We note that the greater the thickness or the greater the density the more the pass through to reflection ratio changes. If you look through the exact same pane of glass, but this time edgewise, no photons pass through from one edge to the other edge. The X-ray case study above shows the role of increasing density. Both are an illustration that ultimately things become so thick and/or so dense that while there might not be total reflection, there would be any pass though either. The option for the photon might then be reflection vs. partial penetration. Of course that in itself doesn't explain the either this or that option the photon takes, at least until such time that it becomes one or the other. In a vacuum it’s 100% pass through and 0% reflection; in the case of a metre thick lump of lead, a light photon will 100% reflect and 0% pass through. Restrictions placed in the photon’s way by density and thickness just tends to confirm an earlier notation that stuff is 99.999% void such that pass through equals boldly going through that void; reflection is a collision with that rare bit of stuff that sometimes gets in your way.
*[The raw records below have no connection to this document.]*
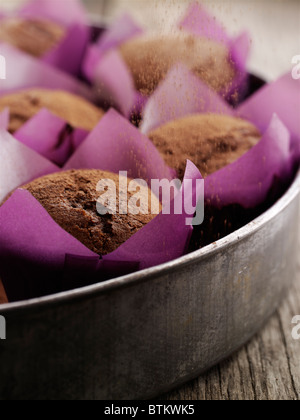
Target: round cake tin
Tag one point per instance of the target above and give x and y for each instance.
(138, 336)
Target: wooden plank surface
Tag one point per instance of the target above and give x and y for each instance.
(268, 368)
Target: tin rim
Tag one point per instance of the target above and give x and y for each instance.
(166, 268)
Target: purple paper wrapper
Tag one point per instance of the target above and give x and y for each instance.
(49, 258)
(4, 119)
(32, 73)
(51, 137)
(68, 54)
(196, 21)
(248, 181)
(19, 164)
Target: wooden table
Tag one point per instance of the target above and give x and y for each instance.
(268, 368)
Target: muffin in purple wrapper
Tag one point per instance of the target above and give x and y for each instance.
(51, 259)
(139, 63)
(56, 34)
(240, 189)
(45, 109)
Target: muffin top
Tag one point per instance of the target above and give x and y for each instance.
(71, 197)
(210, 141)
(75, 110)
(33, 36)
(150, 59)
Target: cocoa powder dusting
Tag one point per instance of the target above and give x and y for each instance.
(150, 59)
(75, 110)
(210, 141)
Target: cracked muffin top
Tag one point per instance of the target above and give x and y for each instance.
(210, 141)
(71, 197)
(23, 105)
(150, 59)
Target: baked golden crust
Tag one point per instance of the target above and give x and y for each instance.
(70, 198)
(150, 59)
(75, 110)
(210, 141)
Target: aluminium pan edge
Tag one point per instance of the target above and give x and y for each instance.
(140, 335)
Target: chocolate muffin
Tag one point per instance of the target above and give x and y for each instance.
(71, 197)
(210, 141)
(33, 36)
(150, 59)
(23, 105)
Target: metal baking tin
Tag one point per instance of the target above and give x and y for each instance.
(138, 336)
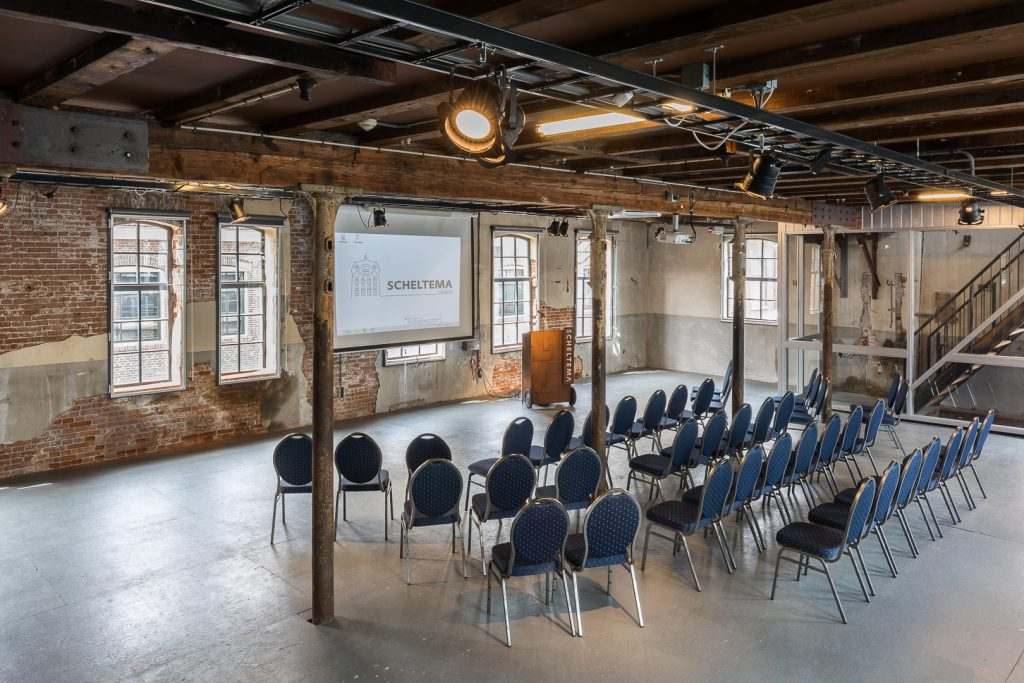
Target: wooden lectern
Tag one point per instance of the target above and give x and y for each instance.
(547, 367)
But that’s not the entire story. Thickness is also related to opaqueness though they are not the same thing. Photons can pass through Earth’s entire atmosphere from the fringes of outer space to ground level, yet if you dab a smear of black paint on your pane of glass, well that will strop the photons from passing through albeit black paint is a lot less thick than the Earth’s atmosphere.
Energy plays a role too. X-ray photons are more energetic than visible light photons, which is why X-rays are better for detecting structural flaws (like tooth cavities and bone micro-fractures) which are concealed by external surfaces which are opaque to light.
Air and glass are transparent to light photons, but are generally fairly opaque to the less energetic infra-red photons. That’s the general principle or concept behind both the botanical greenhouse and the environmental greenhouse effect, although in the later case not all the components found in air are equally as opaque.
Ultimately invoking variations in properties like density, thickness, energy levels and opaqueness doesn't totally explain why identical particles, with all other factors being equal too, have this Jekyll and Hyde property whereby some do and some don’t; some will and some won’t.
But we see that while things aren't totally explained yet, we’re well on the way to determining the real factors that decide the photon’s fate, and it’s not photon’s free will either.